While I’ve basically given up Facebook (I’m still cleaning out my friends list), there are still a few pages I follow. Sanctimommy is hilarious(HT Steve Horwitz) and a little disturbing because every post is just plausible enough that it’s not obviously a joke.

Steve has criticized what he calls “corner solution parenting,” or, in other words, parenting that tries to reduce the probability of a given risk to zero. He is inspired, as I am, by Lenore Skenazy’s Free-Range Kids, which is probably the best book I’ve ever read on how wise parents should approach risk.

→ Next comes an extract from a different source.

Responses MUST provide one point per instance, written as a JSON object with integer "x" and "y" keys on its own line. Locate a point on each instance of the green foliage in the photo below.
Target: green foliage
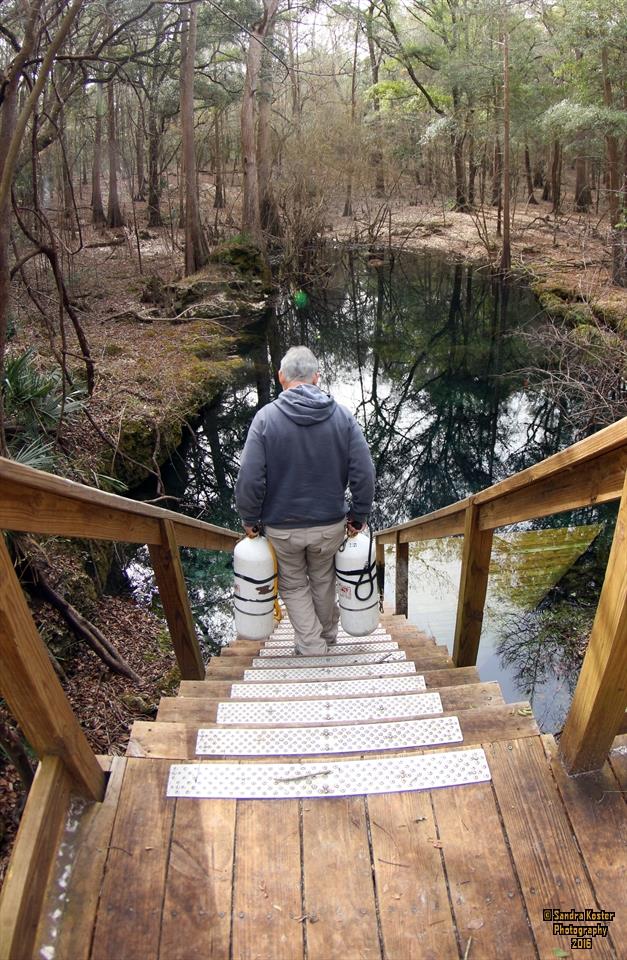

My sense is that a lot of parenting books are filled with pure nonsense based on bad interpretation of data. Indeed, I went on the warpath about the abuse of statistical significance testing when we were expecting our first child because of reading passages in “so you’re expecting” books about the significant effects of this thing or that thing without any reference to magnitude.*

That’s why our very own Bryan Caplan’s Selfish Reasons to Have More Kids was such a welcome addition to this literature. He builds on Skenazy in some places but summarizes the literature on the effects of “nurture” in many others. In light of Caplan’s insights, my review was titled “How I Learned to Stop Worrying and Just Love My Kids.”

My favorite “Christian parent” book is by Elise Fitzpatrick and Jessica Thompson, and it’s called Give Them Grace: Dazzling Your Kids with the Love of Jesus (here’s the website). It’s a useful companion to Skenazy and Caplan because it questions the “good parenting” and “make your kids good” paradigms (see this blog post, for example). This book also helped me “stop worrying and just love my kids” while resisting the temptation every parent knows: to try to turn the kids into a project, or to try to turn them into vessels through which we live vicariously.

In this discussion with Stefan Molyneux, David Friedman points out that we can think of children as either “pets that can talk” or “small people who don’t know very much.” If we treat them as pets who can talk, then our goal is to teach them the right (moral or intellectual) tricks. If we view them as small people don’t know very much, we see that we have a much deeper responsibility not as masters and trainers, but as leaders and mentors–in other words, as parents. Do I have this all figured out? Not by a long shot. Am I making constant mistakes? You bet. Am I making fewer mistakes because of these three books? Just a few of those avoided mistakes alone have been worth the price of the three books.